More on Arduino
Sergei.Ludanov at dof.ca.gov
Sun Apr 15 21:51:42 CDT 2012
I was playing with both Arduino and chipKit uno, and can assure you that programming for both is the same. chipKit has a very similar IDE - MPIDE and same language as Arduino, in fact, you can program both Arduino and chipKit using MPIDE. You just select the target board. There is one more interesting SBC I found today too: DuinoMite Mega. This one is programmed in Basic and can use Arduino shields. It uses the same PIC32 processor as chipKit mega, so with the change of bootloader it is possible to use MPIDE to program it instead of Basic.
http://www.olimex.com/dev/index.html and select DunoMite Mega.
73, Sergei KD6CJI
On Apr 15, 2012, at 7:12 PM, Andre Kesteloot wrote:
> On 4/13/2012 18:34 PM, wb4jfi at knology.net wrote:
>> I've been looking at the Digilent ChipKIT Max32 for a while now. At
>> $50, it seems to be a much more powerful device than the Arduino 8-bit
>> CPU. The problem is that it does not have I2S support, so connecting
>> audio codecs (for I/Q sampling) is problematic. I'm not sure that the
>> 16-bit ADCs inside the PIC chip are quiet enough.

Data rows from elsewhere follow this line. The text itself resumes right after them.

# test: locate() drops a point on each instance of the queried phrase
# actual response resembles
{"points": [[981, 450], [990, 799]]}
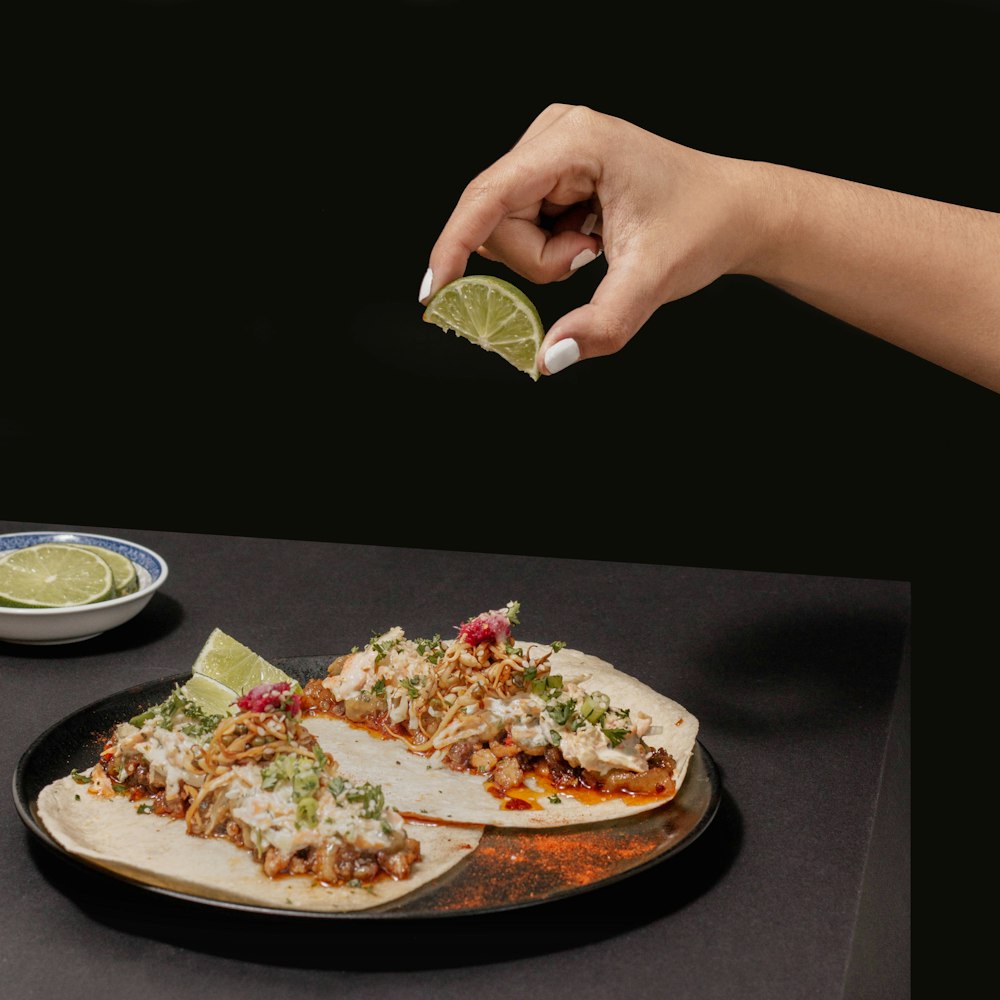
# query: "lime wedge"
{"points": [[234, 666], [122, 568], [54, 575], [213, 697], [493, 315]]}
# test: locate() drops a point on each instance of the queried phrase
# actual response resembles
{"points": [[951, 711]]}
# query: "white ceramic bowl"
{"points": [[50, 626]]}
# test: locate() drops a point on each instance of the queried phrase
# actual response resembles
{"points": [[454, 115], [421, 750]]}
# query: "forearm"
{"points": [[920, 274]]}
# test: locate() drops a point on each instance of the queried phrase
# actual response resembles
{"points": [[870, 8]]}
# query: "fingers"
{"points": [[501, 209], [622, 303]]}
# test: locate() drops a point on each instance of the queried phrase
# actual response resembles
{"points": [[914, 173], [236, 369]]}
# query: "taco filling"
{"points": [[494, 706], [259, 779]]}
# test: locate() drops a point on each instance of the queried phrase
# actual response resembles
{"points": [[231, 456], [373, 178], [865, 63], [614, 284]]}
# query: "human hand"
{"points": [[668, 219]]}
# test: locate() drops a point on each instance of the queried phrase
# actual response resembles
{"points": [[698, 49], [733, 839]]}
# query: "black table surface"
{"points": [[797, 889]]}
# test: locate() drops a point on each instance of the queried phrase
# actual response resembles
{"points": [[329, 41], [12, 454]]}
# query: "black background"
{"points": [[228, 210]]}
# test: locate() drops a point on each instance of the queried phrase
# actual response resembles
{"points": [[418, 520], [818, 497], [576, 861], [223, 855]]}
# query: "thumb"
{"points": [[623, 301]]}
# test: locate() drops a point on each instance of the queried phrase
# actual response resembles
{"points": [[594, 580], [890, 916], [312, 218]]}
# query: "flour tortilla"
{"points": [[437, 792], [157, 851]]}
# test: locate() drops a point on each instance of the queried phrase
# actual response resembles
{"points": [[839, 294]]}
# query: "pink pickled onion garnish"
{"points": [[270, 698]]}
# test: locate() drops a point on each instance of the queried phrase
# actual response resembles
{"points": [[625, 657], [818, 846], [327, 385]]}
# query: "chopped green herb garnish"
{"points": [[615, 736], [371, 798]]}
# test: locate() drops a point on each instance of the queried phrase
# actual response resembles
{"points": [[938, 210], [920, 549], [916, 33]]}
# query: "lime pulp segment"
{"points": [[54, 575], [492, 314]]}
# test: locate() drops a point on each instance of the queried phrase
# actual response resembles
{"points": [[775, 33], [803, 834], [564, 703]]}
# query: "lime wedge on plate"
{"points": [[234, 666], [122, 568], [54, 575], [493, 315], [213, 697]]}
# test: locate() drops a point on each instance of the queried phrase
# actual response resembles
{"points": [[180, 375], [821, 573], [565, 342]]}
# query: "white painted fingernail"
{"points": [[561, 355], [583, 257], [425, 285]]}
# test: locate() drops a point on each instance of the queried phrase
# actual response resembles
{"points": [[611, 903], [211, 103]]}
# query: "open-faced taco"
{"points": [[488, 728], [176, 791]]}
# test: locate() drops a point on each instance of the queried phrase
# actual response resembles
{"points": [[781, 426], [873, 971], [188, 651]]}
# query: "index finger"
{"points": [[539, 168]]}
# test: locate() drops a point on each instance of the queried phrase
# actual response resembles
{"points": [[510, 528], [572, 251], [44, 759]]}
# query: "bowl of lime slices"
{"points": [[67, 586]]}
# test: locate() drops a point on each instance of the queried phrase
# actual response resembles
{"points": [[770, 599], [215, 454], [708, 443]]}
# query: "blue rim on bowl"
{"points": [[151, 569]]}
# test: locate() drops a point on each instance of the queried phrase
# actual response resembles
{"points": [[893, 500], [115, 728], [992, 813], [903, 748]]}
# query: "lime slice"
{"points": [[122, 568], [492, 314], [212, 696], [234, 666], [53, 575]]}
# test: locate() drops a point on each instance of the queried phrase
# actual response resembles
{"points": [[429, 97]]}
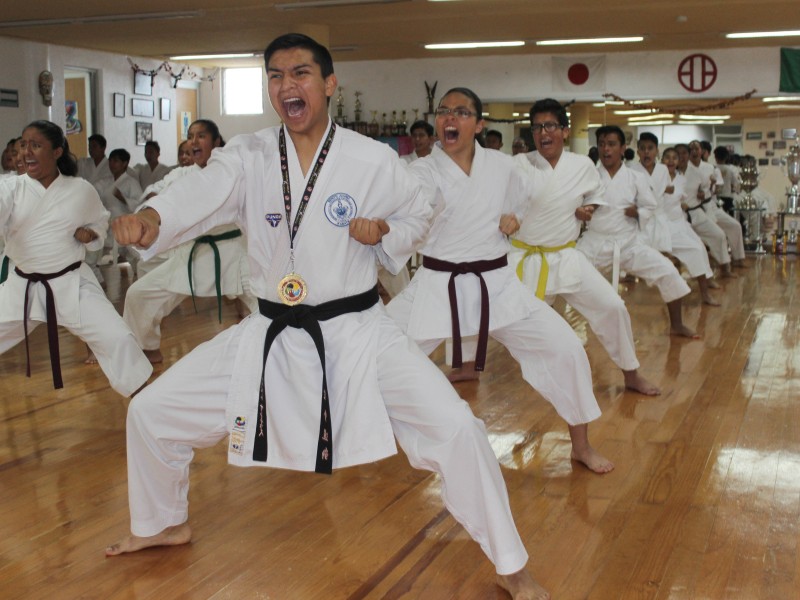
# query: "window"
{"points": [[243, 91]]}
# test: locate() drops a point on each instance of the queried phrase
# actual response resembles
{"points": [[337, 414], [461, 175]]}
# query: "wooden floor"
{"points": [[704, 502]]}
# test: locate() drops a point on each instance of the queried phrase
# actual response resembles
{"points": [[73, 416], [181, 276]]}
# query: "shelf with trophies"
{"points": [[391, 130]]}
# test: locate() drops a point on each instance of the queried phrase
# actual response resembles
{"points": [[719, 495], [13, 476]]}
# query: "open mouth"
{"points": [[293, 106]]}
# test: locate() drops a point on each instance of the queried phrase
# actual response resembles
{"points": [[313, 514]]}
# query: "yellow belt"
{"points": [[541, 285]]}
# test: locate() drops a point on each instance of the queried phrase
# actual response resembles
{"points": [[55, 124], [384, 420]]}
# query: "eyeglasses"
{"points": [[461, 113], [549, 127]]}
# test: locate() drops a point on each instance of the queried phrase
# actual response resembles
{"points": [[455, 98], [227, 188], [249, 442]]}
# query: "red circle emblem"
{"points": [[697, 73], [578, 74]]}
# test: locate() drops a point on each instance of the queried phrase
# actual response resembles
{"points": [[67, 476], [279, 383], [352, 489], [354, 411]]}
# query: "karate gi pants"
{"points": [[104, 331], [549, 353], [185, 409], [148, 301]]}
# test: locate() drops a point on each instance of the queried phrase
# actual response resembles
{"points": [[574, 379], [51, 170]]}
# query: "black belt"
{"points": [[4, 270], [212, 240], [52, 323], [307, 317], [476, 267]]}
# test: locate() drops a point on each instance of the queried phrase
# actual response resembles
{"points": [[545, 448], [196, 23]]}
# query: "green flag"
{"points": [[790, 70]]}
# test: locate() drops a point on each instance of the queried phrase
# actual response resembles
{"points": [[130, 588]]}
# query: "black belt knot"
{"points": [[212, 240], [306, 317], [52, 322], [477, 268]]}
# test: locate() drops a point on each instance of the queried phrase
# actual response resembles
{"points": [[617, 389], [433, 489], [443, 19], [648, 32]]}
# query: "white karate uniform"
{"points": [[39, 225], [611, 232], [550, 221], [379, 383], [466, 228], [159, 291], [683, 243], [698, 179], [148, 176]]}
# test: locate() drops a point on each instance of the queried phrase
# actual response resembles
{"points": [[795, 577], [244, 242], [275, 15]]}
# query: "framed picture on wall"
{"points": [[144, 133], [142, 108], [142, 83], [165, 109], [119, 105]]}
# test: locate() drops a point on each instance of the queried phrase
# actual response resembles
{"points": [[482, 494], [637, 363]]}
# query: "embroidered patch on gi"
{"points": [[340, 208], [237, 443]]}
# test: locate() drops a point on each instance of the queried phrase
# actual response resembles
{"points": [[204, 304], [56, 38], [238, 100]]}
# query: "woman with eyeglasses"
{"points": [[50, 218], [479, 197]]}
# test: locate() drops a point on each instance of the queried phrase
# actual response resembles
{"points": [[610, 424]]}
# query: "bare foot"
{"points": [[684, 331], [637, 383], [593, 460], [521, 586], [154, 356], [466, 372], [171, 536]]}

>> Another problem may be that the Digilent board only supplies 3.3V to
>> the shields, no 5V. This according to the article below, but the
>> schematics seem to have 5V shown. The Arduino ethernet shield uses
>> 5V, for example. While the Digilent boards have their own ethernet
>> shield, it uses an SMC LAN8720 ethernet chip instead of the (now)
>> Arduino-standard Wiznet W5100. I think the article is incorrect about
>> no 5V, at least on the ChipKIT Max32.
> One of the great advantages of the Arduino UNO, IMO, is its simplicity.
> Simple to buy (Micro-Center, and by mail order), simple to power up
> (USB), and simple to program (a pared-down version of C).
> Also lots of books and articles available.
> Once we go for higher-power processors, etc, then we may as well forget
> about simplicity and attractiveness to your average Ham operator.
> (That's is what I am trying to encourage: your regular ham deciding to
> buy an Arduino UNO and connecting it to his/her USB port).